I'm not Lisa, but yes, in my case the compounding period is set as daily, but that isn't the problem. It only computes the amortization based on monthly payment, maybe using the 360 rule. If you always make the payment on the exact day, then the computed interest would be correct. I think that is the sam problem as Lisa is having.

scott s. .

Reply to
scott s.

It would be more precise to say it computes the amortization based on the pay periods entered when setting up the loan. That is, you give the software information as to principal amount, interest rate, and compounding period, and Quicken sets up an amortization schedule based on those variables. The payments from the amortization calculation can be scheduled and entered automatically.
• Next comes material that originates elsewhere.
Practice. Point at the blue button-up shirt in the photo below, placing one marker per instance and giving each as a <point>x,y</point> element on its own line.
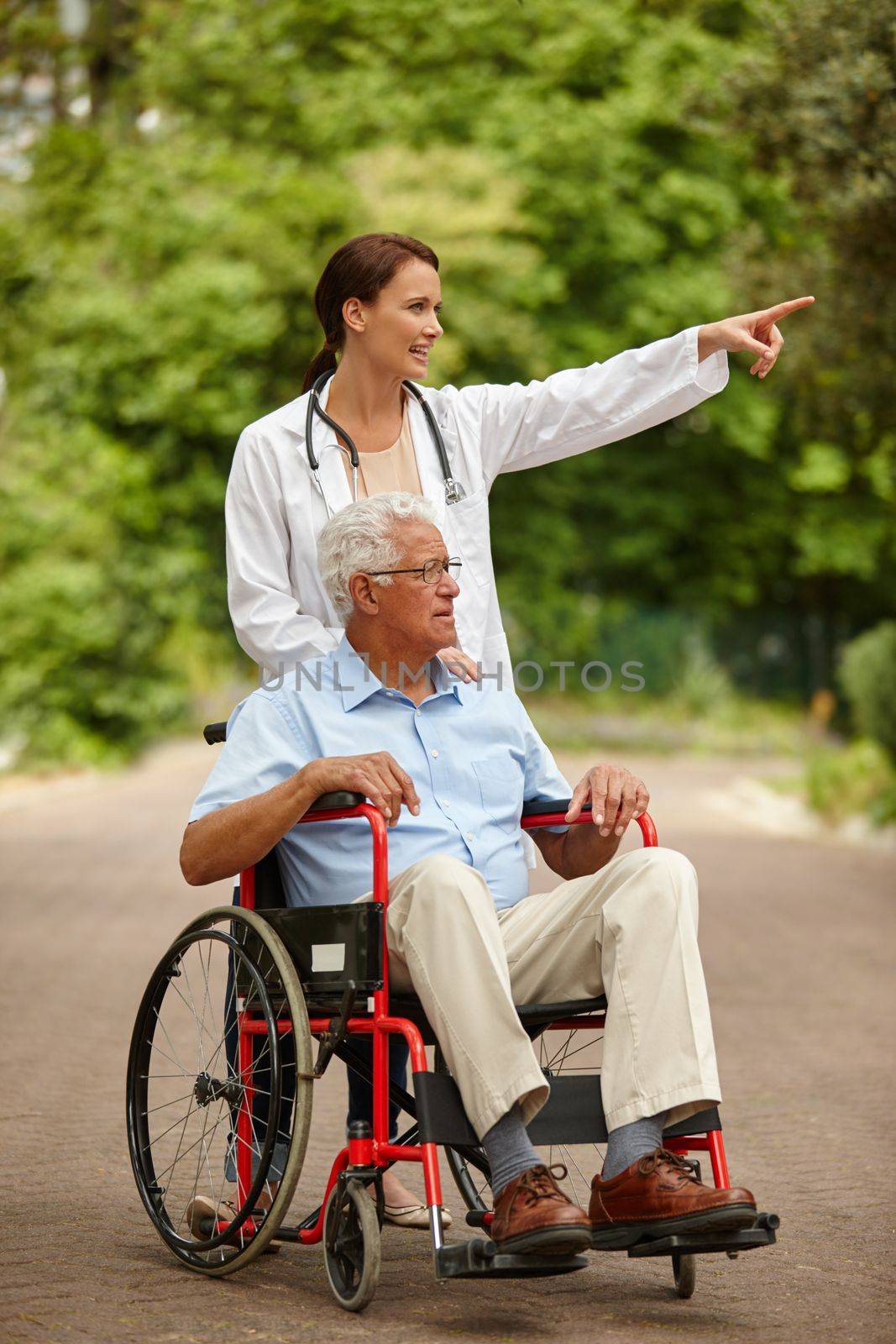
<point>470,749</point>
Yes, it is. And it is not a bug.

What you are both asking for is a program that does DYNAMIC calculations for payments based on variable payment dates. While it is certainly possible for this type of calculation to be done (otherwise, your bank would not be able to accurately calculate your interest each month) it is probably not practical to program within a personal finances program. Within the framework of Quicken, for example, the program would have to examine EACH scheduled transaction to check if it had a loan attached, and recalculate interest base, not on the amortization schedule, but on a variable date.

Even if Quicken COULD do that, however, it would still not match the bank statement. Why? Because the bank will calculate what is owed based on the date RECEIVED, not the date PAID.

Reply to
L

Yes, there is.

And what date would that be? The date the transaction shows in the calendar? The date you hit send or print check? From a software standpoint, the 'date the transaction is entered' is the recurring date you used when you set up the loan.

Are you asking that Quicken dynamically calculate interest as of the date as it appears in the register, after the transaction is recorded? Is the software to examine EVERY transaction at the time it is recorded, to determine whether it is a payment attached to a loan?

No 'guesswork' - just an implementation of programming for a dynamic (i.e. changing) decision making capability. Again, certainly 'doable', but probably not practical.

Reply to
L

"L" wrote in news:ON6wh.5$ snipped-for-privacy@newsfe12.lga:

You keep saying "decision making" but there isn't any decision. You compute the interest as of the date of the transaction. I'm not expecting Quicken to make a decision about when the transaction should be posted, just that it properly compute the interest. This isn't some esoteric loan; it is a standard consumer loan I got from Bank of America.

scott s. .

Reply to
scott s.

I think the problem is that Quicken uses the 360-day year instead of the 365-day year that almost all banks use. Also, Quicken does not adjust the principal based on the interest, but sets a standard principal payment. I never had these problems with Microsoft Money, but since switching to Quicken, I have had nothing but problems with loan interest calculations.